No meat for the rest of them, but come on, some Doritos every now and then? A little bit of mayo?

“We’ve met these straight edge guys,” Kram said, draped across one of the double beds. They’d gotten two rooms adjoined by a bathroom, four beds for seven people. It struck Jude that Kram was a man with nothing to lose. No college. No plans. He wore the same reckless, hungry look he’d seen on Tory Ventura on New Year’s Eve. “They have girlfriends. They’re not all vegan.”

Delph said, “They’re not even all vegetarian.”

“That’s good,” Jude said. “Good for them. Let’s all lower our standards because everyone else is fucked up.”

Johnny tossed his bag on the floor and said, “Go easy, Jude. You can’t force a man to do what he doesn’t want to do.”

Go easy? How had Johnny gone so soft? Now he was the peacemaker, the Zen master. As long as he had his hands on that baby, he didn’t care about anything else.

“I’m still into the whole lifestyle thing,” Kram said, picking a scab on his arm. “I mean, it’s cool, I totally respect it.”

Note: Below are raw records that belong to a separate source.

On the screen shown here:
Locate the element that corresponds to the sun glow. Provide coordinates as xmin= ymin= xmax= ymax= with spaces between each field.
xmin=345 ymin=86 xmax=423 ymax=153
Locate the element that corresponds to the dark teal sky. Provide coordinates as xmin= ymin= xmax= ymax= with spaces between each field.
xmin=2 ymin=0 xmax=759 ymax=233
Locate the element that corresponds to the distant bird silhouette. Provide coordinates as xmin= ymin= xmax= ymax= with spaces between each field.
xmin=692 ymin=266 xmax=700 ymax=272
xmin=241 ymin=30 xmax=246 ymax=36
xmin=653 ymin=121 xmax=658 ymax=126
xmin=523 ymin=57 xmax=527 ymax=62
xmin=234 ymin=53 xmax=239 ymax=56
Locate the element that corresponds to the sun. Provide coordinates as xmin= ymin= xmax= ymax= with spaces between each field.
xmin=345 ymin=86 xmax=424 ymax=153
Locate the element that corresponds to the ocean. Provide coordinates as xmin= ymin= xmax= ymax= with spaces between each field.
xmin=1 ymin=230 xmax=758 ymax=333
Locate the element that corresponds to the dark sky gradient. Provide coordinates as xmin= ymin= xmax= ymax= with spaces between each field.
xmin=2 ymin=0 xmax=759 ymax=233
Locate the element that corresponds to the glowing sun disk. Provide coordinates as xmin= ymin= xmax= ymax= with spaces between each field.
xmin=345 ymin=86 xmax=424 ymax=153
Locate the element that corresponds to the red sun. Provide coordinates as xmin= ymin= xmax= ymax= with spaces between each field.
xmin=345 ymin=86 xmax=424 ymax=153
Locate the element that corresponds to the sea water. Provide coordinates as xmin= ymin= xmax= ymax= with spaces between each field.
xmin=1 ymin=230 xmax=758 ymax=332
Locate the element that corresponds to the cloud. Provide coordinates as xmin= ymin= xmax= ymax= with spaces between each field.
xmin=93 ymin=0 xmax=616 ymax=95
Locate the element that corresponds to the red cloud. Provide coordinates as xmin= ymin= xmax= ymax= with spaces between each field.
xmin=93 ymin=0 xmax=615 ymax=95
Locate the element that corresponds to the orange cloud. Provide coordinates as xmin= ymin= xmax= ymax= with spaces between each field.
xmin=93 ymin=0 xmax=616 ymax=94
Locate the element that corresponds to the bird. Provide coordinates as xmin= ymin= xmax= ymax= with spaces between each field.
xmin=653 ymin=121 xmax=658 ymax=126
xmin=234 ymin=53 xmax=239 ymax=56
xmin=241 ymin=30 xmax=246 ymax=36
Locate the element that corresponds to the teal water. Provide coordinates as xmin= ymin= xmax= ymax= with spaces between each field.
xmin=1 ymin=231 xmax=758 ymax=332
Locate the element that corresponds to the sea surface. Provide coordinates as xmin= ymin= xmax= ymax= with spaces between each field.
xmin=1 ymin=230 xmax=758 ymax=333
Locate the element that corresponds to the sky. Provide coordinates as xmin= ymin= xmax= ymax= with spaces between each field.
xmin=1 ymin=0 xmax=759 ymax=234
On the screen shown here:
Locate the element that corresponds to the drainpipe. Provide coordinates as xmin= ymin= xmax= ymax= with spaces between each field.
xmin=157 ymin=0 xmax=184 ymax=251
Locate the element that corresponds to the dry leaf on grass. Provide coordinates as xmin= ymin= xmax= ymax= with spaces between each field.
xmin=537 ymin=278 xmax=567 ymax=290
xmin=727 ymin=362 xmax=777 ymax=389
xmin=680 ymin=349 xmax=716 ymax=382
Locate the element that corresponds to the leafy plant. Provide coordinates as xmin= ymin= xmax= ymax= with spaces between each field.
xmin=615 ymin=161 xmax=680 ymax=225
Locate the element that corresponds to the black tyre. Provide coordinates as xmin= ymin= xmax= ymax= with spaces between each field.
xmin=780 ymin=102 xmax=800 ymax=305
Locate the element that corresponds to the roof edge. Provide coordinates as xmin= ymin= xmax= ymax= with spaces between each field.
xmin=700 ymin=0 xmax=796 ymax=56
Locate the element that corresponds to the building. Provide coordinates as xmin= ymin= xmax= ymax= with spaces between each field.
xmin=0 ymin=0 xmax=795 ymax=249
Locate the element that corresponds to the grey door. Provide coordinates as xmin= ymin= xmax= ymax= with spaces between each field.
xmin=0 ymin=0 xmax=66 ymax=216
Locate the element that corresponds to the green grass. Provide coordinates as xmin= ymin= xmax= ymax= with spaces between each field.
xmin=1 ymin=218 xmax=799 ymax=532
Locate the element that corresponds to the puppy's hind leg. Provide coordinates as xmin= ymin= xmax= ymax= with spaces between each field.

“We’re trying,” Delph said.

“Well, try harder,” said Jude.

At the show that night, at the Starlight Ballroom, Jude sang with unusual vigor, barking orders between songs. “Hoods up, motherfuckers!” and “Let’s fuck this place up with some positive aggression!” The kids roared. At the end, he threw down his Les Paul, barked “True till death!” and catapulted off the stage, running in the air until he fell into a forest of raised arms. The rest of the band unplugged their equipment and loaded out in silence, and it was only when they returned to the motel that Jude had the feeling it was a silence built not against one another but against him, that in a matter of hours, when he wasn’t looking, the scrimmage lines had shifted. Johnny and Eliza said good night, shuffled into the marital chamber, and closed the door. Jude was left with the weak-willed pussies in the second room. Delph and Kram claimed one bed, Matthew and Ben the other. Jude spread out one of the sleeping bags on the floor. He attempted some tired banter about homos—he’d rather sleep on the floor!—but they were already asleep, or pretending to be.

N
ext door, Johnny spent half an hour sorting needlessly through his duffel bag, brushing his teeth, doing push-ups, until Eliza did him the favor of asking him to sleep in the other bed. “Would you mind?” she said.

It was true, now that she was so big, that she slept more soundly on her own. Back in New York, she’d shared Rooster’s Murphy bed with Johnny—there was no room to spread out—and as exhilarating as it had been to curl up beside her husband (not quite touching, but close enough to feel his warmth), and to sleep at the head of seven underdressed boys (as though she were the queen bee of their little honeycomb, and Johnny her lucky mate), that week had been hard. She’d tossed and turned, and Annabel had tossed and turned, and the boys had snored, and every time she had to hold in a fart was an acute and tedious battle of will, and every time she had to get up to pee, she had to step over bodies, and squeeze past Rooster’s bike, and his drums stacked to the ceiling, and then wake up poor Ben, who had to wait outside the door until she was done. It was during these wakeful hours that she considered calling up an old friend. Would Nadia be home this summer? What would Nadia say if Eliza showed up seven months pregnant at her door?